In unhealthy areas where tangles have accumulated, the cytoskeletal tracks are disrupted and disorganized, resulting in defects in axonal transport that lead to synaptic dysfunction.
becomes disrupted when tau becomes hyperphosphoylated
Effects of Aβ aggregation on microglial activation
- In addition to causing damage to neurons directly, Aβ is thought to induce neurotoxicity indirectly by triggering microglial activation, a process that is probably aimed at clearing amyloid from the brain.
- Activated microglia release pro-inflammatory cytokines (e.g. prostaglandins, interleukins, tumor necrosis factor-α) that cause neuroinflammation.

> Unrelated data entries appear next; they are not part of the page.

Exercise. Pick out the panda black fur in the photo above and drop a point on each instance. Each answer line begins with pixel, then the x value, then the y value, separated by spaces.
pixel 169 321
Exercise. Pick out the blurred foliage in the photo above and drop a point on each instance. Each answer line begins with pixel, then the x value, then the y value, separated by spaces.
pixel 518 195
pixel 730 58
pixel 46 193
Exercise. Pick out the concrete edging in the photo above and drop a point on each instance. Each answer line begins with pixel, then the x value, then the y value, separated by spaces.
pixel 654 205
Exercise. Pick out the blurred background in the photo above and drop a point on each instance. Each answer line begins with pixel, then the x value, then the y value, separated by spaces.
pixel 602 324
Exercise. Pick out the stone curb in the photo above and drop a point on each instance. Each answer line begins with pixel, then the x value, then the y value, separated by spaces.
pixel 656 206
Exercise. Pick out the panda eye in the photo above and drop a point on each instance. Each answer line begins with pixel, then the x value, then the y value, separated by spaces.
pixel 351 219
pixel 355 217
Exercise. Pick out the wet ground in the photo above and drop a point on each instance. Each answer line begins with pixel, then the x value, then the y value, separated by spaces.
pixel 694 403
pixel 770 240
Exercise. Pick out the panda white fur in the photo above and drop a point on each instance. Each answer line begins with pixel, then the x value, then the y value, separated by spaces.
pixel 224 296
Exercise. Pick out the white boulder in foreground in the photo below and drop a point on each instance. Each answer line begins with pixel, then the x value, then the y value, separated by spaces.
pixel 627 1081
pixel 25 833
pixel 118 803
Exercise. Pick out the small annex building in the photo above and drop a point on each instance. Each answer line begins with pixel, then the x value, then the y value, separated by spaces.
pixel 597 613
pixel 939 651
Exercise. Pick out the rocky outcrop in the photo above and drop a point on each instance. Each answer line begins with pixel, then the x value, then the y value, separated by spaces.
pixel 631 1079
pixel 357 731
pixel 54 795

- Activated microglia also release reactive nitrogen species (e.g. nitric oxide, peroxynitrite) and reactive oxygen species (superoxide, hydrogen peroxide) that cause oxidative stress.
Impact of ApoE genetics on AD risk
– ApoE – responsible for transporting cholesterol in brain (LDL); altered ApoE function can affect Aβ aggregation or clearance.
– ApoE genetics:
→ There are three ApoE isoforms as a result of polymorphisms
in the ApoE gene: ApoE2, ApoE3, and ApoE4.
→ Individuals with one or two ApoE4 alleles have an increased
risk of AD, whereas inheritance of the ApoE2 (protective) allele decreases AD risk.